Pour l’heure, la France est le maillon faible de l’Europe. En 1997, une résolution du Parlement européen incitait les États membres à lancer plus d’études et à réglementer les médecines non conventionnelles, dont la naturopathie. Plusieurs pays ont saisi cette occasion, comme l’Italie, le Portugal, l’Allemagne, la Suède ou la Belgique. En Suisse, par exemple, les naturopathes sont considérés comme des professionnels de santé.

En attendant, il faut que les choses soient plus carrées. C’est pourquoi l’Omnes et les autres organisations qui représentent la profession ont engagé un processus de normalisation auprès de l’Afnor.

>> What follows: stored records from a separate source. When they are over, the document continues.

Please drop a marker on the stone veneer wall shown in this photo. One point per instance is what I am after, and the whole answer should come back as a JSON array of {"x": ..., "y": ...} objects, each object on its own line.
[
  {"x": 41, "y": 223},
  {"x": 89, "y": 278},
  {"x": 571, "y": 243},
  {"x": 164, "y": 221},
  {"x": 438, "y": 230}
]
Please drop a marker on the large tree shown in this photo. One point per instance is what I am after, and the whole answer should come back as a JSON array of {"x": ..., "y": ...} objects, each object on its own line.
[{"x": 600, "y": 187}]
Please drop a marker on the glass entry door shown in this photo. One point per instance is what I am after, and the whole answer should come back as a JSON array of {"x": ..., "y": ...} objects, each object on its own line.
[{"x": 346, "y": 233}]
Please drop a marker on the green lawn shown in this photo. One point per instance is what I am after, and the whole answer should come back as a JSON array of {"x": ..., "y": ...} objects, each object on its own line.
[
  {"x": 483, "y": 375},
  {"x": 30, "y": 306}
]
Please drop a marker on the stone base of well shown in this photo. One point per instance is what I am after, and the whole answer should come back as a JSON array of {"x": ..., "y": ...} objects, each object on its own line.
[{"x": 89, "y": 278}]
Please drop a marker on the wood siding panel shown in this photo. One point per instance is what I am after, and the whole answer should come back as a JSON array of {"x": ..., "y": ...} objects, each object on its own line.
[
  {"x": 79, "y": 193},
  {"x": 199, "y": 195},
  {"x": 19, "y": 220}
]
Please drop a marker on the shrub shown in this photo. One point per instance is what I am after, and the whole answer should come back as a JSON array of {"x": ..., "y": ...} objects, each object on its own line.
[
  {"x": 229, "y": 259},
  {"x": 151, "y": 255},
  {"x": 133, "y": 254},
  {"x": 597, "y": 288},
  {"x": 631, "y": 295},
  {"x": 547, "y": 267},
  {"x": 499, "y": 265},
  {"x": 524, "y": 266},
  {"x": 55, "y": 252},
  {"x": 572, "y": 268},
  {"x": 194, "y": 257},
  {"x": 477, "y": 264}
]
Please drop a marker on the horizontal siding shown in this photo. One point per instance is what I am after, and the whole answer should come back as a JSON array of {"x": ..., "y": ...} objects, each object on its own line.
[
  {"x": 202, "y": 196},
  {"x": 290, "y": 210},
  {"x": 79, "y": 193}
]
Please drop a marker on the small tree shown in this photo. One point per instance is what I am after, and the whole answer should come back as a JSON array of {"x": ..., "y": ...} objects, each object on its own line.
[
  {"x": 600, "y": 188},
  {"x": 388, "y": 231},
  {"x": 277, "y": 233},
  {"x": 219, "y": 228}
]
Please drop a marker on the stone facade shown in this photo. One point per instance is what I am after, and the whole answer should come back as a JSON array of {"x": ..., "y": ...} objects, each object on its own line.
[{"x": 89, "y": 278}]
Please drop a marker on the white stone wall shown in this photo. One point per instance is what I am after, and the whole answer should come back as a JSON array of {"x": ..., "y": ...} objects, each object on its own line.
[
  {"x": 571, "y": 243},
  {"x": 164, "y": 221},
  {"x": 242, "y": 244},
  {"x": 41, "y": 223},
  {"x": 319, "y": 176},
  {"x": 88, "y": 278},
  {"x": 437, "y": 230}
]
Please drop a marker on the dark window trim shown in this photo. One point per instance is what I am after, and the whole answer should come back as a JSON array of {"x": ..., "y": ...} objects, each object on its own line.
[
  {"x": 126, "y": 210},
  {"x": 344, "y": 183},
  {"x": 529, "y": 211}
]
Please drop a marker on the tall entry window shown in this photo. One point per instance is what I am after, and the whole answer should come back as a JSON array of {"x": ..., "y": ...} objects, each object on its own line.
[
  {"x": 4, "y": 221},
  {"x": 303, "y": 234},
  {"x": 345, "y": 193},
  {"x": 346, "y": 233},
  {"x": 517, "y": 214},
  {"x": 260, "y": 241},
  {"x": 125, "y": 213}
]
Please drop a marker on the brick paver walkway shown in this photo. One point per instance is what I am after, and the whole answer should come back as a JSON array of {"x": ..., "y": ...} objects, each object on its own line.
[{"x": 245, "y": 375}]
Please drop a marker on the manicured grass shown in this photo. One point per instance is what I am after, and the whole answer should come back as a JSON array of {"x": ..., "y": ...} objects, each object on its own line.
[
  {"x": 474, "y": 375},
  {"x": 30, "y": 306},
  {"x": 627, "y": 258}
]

C’est une démarche que nous finançons nous-mêmes, avec l’objectif d’aider les services de l’État, notamment la DGCCRF et Miviludes, à distinguer ce qui relève de la naturopathie ou du charlatanisme.

Recueilli par Jeanne Ferney

Journal La Croix, 17 janvier 2022.

Grand ménage sur Doctolib

Les médecines « douces » dans le dur. Jeanne Ferney. La Croix du 15/11/22.

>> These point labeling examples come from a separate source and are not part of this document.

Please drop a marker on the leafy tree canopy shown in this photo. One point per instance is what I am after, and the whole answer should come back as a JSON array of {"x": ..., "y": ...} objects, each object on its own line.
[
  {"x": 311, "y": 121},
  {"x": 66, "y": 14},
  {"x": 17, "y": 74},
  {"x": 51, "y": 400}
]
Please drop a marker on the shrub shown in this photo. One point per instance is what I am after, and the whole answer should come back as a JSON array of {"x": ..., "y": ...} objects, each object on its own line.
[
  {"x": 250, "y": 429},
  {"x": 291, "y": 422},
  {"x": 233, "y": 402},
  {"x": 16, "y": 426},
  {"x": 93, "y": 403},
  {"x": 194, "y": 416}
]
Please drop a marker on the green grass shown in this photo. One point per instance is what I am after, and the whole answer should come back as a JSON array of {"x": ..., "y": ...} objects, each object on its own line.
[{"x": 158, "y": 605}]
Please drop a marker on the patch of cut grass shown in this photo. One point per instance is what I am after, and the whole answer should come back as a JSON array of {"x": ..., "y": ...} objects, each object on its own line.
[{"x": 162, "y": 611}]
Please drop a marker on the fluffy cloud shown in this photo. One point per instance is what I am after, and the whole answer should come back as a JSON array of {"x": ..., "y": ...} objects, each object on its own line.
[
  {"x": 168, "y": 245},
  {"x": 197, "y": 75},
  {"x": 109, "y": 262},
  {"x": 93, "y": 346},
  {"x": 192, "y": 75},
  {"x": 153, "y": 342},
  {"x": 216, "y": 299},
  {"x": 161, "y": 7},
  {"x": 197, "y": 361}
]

Grand ménage d’hiver sur Doctolib ! Il y a deux mois, après des semaines de polémique autour des dérives de la naturopathie, le site décidait de notifier le caractère non réglementé de certaines médecines dites « douces ». Saine clarification qui devait éviter aux patients de se méprendre sur le statut de ces praticiens présentant parfois toute la panoplie du médecin, excepté un diplôme reconnu par l’État.

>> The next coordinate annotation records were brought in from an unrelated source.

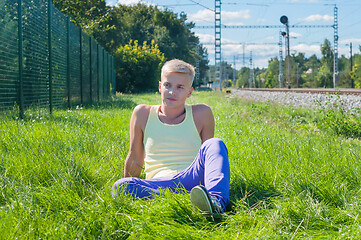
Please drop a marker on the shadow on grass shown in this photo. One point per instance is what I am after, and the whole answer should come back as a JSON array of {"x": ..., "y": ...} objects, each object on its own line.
[
  {"x": 114, "y": 103},
  {"x": 250, "y": 195},
  {"x": 40, "y": 112}
]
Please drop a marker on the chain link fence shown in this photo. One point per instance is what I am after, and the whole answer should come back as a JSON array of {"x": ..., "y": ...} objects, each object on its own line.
[{"x": 46, "y": 61}]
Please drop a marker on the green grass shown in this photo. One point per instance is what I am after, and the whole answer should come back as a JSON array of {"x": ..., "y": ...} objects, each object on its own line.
[{"x": 290, "y": 178}]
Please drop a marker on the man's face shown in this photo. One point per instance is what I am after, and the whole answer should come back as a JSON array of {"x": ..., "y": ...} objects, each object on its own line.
[{"x": 175, "y": 88}]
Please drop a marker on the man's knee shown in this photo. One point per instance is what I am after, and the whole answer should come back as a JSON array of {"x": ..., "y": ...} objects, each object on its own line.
[
  {"x": 123, "y": 184},
  {"x": 214, "y": 142}
]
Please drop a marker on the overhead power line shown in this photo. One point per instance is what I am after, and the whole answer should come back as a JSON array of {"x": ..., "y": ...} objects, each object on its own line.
[{"x": 268, "y": 26}]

Fin octobre, après avoir consulté des dizaines d’acteurs du secteur, la plateforme a finalement décidé d’aller plus loin. Désormais, les naturopathes mais aussi les sophrologues, acupuncteurs, hypnotiseurs, chiropracteurs, phytothérapeutes… n’auront plus le droit de cité sur la première plateforme de prise de rendez-vous médical en France. Avertis de la résiliation de leurs contrats, ces 5 700 praticiens ont six mois « pour trouver une autre solution ».

Une décision largement saluée par les médecins, dont François Braun lui-même, le recadrage de Doctolib allant dans « le sens d’une plus grande clarté et lisibilité de l’information en santé », selon le ministre de la santé. De tribunes en lettres ouvertes, les professionnels du bien-être, eux, dénoncent une condamnation à mort, l’exclusion de la plateforme les privant d’une visibilité aussi commerciale que symbolique. Pour les médecins, qui alertent de longue date sur les risques liés à ces thérapies, la science a gagné face au « charlatanisme ». Pour les défenseurs d’une médecine non conventionnelle, le « scientisme » a eu raison de l’approche naturelle, pourtant de plus en plus plébiscitée par les Français. Chacun jugera.

Mais dans cette affaire, une voix manque cruellement : celle des patients. S’est-on demandé pourquoi ils s’en remettent de plus en plus aux mains de ces thérapeutes ? Qu’y cherchent-ils, à tort ou à raison, qu’ils ne trouvent pas ou plus chez leur médecin ? À l’heure où l’accès aux soins se complique en France – hôpital public en crise, généralistes débordés –, ces médecines « douces » sont parfois perçues comme une alternative, voire l’ultime recours. Est-ce une bonne chose ? Pas toujours, surtout quand l’état de santé d’un patient nécessite une prise en charge médicale. Est-ce systématiquement une mauvaise chose ? Peut-être pas, surtout si le patient est au clair avec ce qu’il peut attendre de ce praticien, une approche complémentaire qui ne remplace en rien l’expertise d’un médecin. Un « plus », à l’image des soins de support pour les malades du cancer, qui ne soignent pas mais offrent un peu de confort.

Évidemment, la volonté de protéger les patients des guérisseurs sévissant sur le marché du bien-être est louable. Mais si ces disciplines s’avèrent aussi dangereuses qu’on le laisse entendre, alors ce n’est pas à une entreprise privée mais aux autorités de santé de mieux les encadrer, voire de les interdire si elles peuvent nuire. La majeure partie de ces praticiens étant, pour l’heure, toujours dans la légalité, la logique voudrait que l’utilité des thérapies qu’ils proposent soit examinée, en s’appuyant sur l’état actuel des connaissances. Voilà qui irait véritablement « dans le sens d’une plus grande clarté ».


J’oserai ajouter : aurons-nous le courage, dans les lieux de communication d’Église, de faire le ménage en arrêtant toute publicité aux « surnaturopathes » ? ! D.A.